0

after groupby, i want to agg with lambda with condition, select only 'product1_Gift0' == 1

but doesn't seem able to get the answer

need guidance on the 'margin' calculation, instead of calculate all, calculate only when 'product1_Gift0' equal '1'

data = [['john', 'A01', 0, 0.0],['john', 'A01', 1, 1.0],['john', 'A01', 1, 0.5],['jess', 'B01', 0, 0.0],['jess', 'B01', 0, 0.0],['jess', 'B01', 1, 0.8]]


df2 = pd.DataFrame(data, columns = ['member', 'orderID','product1_Gift0','margin']) 
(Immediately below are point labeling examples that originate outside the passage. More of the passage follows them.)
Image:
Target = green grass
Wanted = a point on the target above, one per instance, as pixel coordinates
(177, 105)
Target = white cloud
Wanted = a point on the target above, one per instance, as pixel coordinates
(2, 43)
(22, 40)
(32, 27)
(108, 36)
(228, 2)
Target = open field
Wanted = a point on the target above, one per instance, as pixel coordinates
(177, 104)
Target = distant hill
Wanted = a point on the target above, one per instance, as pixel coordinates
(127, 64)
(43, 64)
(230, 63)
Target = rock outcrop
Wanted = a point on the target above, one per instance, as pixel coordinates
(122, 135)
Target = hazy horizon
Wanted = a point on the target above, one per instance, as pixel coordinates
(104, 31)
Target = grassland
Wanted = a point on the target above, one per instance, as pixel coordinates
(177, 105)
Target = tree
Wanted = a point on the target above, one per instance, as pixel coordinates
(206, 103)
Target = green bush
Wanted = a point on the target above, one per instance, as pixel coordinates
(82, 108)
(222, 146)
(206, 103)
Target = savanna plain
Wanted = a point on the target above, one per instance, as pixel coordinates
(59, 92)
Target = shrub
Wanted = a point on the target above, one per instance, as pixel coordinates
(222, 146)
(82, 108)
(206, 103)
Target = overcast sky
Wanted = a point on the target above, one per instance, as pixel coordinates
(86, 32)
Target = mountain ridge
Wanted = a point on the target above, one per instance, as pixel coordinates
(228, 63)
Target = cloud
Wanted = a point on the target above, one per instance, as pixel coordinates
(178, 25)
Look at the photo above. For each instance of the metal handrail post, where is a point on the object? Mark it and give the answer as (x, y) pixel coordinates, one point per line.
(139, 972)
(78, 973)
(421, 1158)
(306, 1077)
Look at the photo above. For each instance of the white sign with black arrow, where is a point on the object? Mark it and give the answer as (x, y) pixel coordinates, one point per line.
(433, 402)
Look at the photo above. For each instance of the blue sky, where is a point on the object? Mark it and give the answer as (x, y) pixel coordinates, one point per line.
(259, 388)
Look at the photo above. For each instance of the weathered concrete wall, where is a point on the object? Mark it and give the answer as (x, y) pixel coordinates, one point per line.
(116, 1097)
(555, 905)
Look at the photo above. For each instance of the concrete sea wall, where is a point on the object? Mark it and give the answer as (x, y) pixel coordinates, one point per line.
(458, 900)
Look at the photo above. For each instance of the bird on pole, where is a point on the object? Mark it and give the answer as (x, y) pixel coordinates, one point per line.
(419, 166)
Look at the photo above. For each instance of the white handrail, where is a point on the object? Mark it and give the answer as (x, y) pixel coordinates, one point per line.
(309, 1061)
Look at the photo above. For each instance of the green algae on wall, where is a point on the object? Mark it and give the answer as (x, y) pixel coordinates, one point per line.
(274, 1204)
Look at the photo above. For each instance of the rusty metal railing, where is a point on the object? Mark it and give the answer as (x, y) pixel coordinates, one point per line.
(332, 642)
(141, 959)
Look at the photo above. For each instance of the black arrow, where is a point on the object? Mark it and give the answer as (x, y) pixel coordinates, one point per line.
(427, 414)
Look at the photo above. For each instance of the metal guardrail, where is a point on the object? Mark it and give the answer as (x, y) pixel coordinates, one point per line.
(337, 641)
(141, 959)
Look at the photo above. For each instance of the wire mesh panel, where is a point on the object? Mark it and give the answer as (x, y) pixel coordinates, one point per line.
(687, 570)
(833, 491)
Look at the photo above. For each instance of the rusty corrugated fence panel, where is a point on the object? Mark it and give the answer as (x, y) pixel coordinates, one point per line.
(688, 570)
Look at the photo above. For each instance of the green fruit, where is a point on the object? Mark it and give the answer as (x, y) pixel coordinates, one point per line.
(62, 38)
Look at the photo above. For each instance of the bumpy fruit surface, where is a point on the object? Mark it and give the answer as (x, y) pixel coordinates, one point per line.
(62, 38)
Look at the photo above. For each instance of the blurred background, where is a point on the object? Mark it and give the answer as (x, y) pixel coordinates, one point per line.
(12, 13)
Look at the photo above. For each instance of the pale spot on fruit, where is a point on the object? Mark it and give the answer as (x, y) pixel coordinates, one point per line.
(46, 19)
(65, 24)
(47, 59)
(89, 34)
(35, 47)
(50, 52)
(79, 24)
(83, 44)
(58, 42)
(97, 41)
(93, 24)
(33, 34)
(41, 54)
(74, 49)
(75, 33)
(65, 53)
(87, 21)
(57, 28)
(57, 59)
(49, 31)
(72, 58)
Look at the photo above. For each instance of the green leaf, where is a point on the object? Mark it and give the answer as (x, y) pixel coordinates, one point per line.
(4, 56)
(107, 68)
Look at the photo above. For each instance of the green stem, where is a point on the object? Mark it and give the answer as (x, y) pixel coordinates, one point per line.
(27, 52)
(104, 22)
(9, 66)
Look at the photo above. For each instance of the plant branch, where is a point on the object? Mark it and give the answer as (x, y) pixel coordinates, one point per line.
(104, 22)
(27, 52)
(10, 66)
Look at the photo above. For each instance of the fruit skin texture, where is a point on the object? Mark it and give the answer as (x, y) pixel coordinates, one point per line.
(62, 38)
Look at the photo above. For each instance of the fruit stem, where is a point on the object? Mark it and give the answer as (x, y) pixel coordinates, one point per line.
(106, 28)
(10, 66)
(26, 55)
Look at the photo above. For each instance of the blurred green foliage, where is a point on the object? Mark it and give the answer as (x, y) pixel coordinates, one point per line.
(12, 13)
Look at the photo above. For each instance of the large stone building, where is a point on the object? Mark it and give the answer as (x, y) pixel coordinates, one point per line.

df3 = df2.groupby('member').agg({
                                 'product1_Gift0': lambda x: sum(x)/len(x),
                                 'margin' : lambda x: sum(x)/len(x),
                              })

actual_result = [['john', 'A01', 0.3333, 0.50],
                 ['john', 'A01', 0.6667, 0.27]]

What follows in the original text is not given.